Allerdings gilt eine Einschränkung für die Gewährung der Prämie: Der Listenpreis des Basismodells darf nicht höher als 60.000 Euro sein. Das trifft im deutschen Automarkt vor allem einen Hersteller: Den kalifornischen Elektroauto-Pionier Tesla Motors, der darüber wenig erfreut ist. Audi, Porsche und Mercedes, die in dieser Preisklasse teure Plugin-Hybride anbieten, schweigen bislang zu der Förder-Obergrenze.
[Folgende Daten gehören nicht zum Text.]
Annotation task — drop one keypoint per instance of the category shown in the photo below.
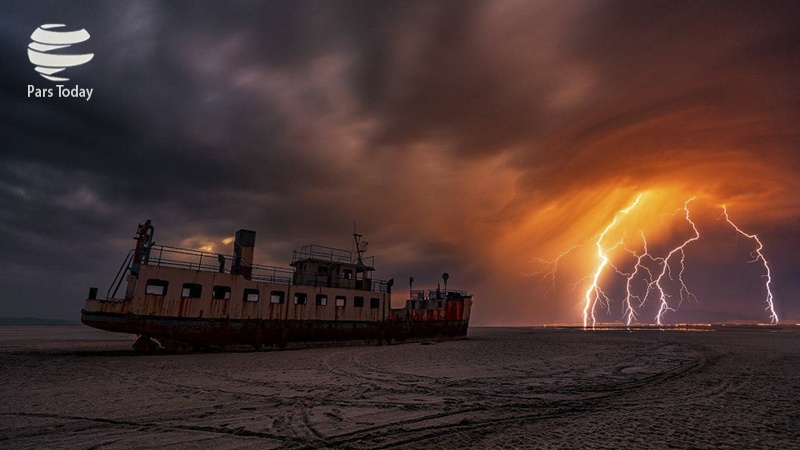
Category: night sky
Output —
(477, 138)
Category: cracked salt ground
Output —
(502, 388)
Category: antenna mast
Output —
(357, 241)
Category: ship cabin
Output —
(317, 265)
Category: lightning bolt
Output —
(757, 255)
(652, 270)
(594, 293)
(667, 270)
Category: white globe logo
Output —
(45, 40)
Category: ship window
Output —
(156, 287)
(221, 293)
(250, 295)
(276, 296)
(191, 290)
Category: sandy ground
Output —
(73, 387)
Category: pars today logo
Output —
(46, 53)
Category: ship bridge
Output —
(319, 265)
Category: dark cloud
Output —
(466, 137)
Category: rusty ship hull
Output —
(198, 299)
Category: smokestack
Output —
(243, 251)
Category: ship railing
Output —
(332, 254)
(184, 258)
(425, 294)
(271, 274)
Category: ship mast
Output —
(361, 247)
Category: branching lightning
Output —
(652, 270)
(758, 255)
(595, 294)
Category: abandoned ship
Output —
(185, 299)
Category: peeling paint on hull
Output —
(260, 332)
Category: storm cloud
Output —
(467, 137)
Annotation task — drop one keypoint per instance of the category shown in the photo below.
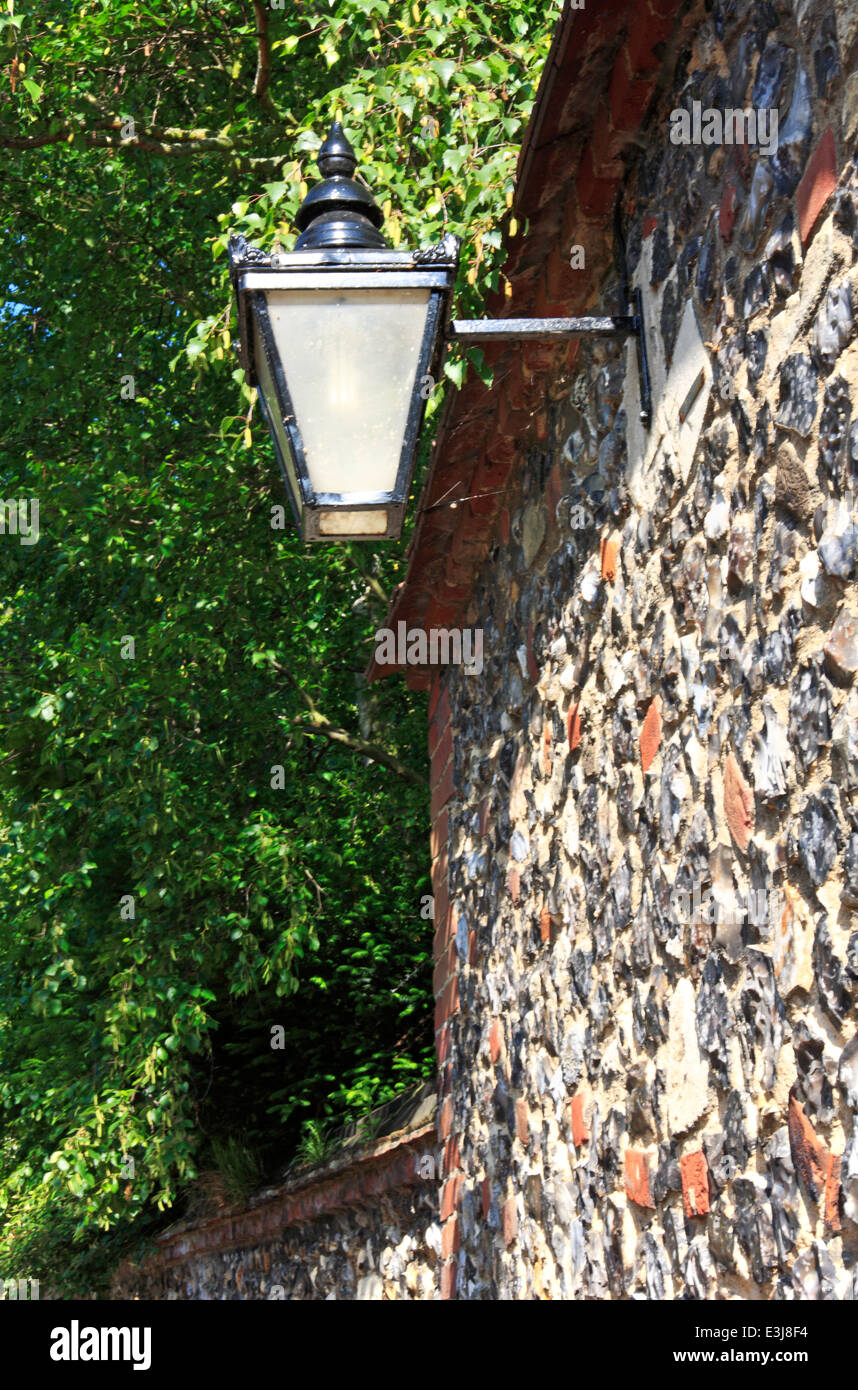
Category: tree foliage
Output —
(170, 905)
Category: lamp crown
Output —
(337, 154)
(338, 213)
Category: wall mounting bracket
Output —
(520, 330)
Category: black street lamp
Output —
(340, 337)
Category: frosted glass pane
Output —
(351, 362)
(352, 523)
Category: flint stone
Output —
(798, 382)
(819, 834)
(687, 1072)
(842, 647)
(791, 487)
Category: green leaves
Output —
(166, 898)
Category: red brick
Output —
(449, 1196)
(810, 1155)
(451, 1155)
(448, 1002)
(643, 38)
(818, 184)
(651, 733)
(547, 754)
(573, 727)
(629, 96)
(442, 791)
(541, 357)
(511, 1221)
(609, 552)
(579, 1127)
(595, 195)
(445, 1119)
(637, 1178)
(606, 145)
(522, 1130)
(739, 804)
(695, 1183)
(449, 1237)
(442, 754)
(545, 925)
(572, 352)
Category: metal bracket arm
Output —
(615, 325)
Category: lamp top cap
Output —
(337, 154)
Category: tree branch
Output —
(340, 736)
(263, 59)
(160, 139)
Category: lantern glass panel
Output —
(349, 359)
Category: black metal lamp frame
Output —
(341, 248)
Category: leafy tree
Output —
(195, 944)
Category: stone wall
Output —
(360, 1226)
(638, 1100)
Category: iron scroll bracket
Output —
(547, 330)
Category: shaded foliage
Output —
(166, 904)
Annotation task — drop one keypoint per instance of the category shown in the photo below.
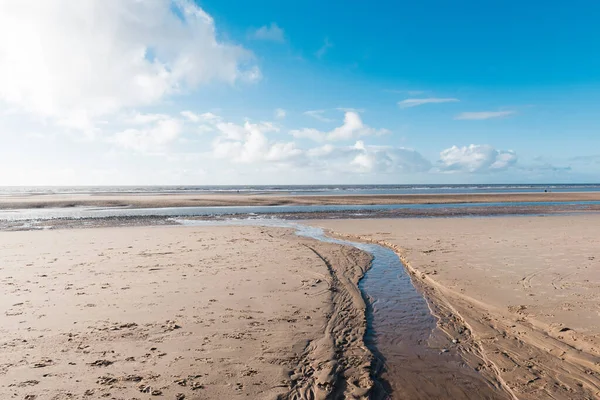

Wer die Förderung beantragen kann - und wo der Antrag eingehen muss

5. Wer kann die Kaufprämie beantragen?

Anträge dürfen Privatpersonen, Firmen, Stiftungen, Körperschaften und Vereine stellen. Das E-Fahrzeug darf aber erst nach dem 18. Mai gekauft worden sein. Käufer müssen das neue E-Auto mindestens neun Monate behalten, das gilt auch für Leasing.

6. Bei welchem Amt kann man die Förderung beantragen?

Zuständig für die als "Umweltbonus" bezeichnete Kaufprämie ist das Bundesamt für Wirtschaft und Ausfuhrkontrolle (Bafa). Wer die Prämie bekommen will, muss eine Rechnungskopie vom Autohändler sowie den Zulassungsnachweis auf den Antragsteller (Fahrzeugschein und Fahrzeugbrief) vorlegen. Dafür hat man einen Monat Zeit nach Eingang des Antrags beim Bafa.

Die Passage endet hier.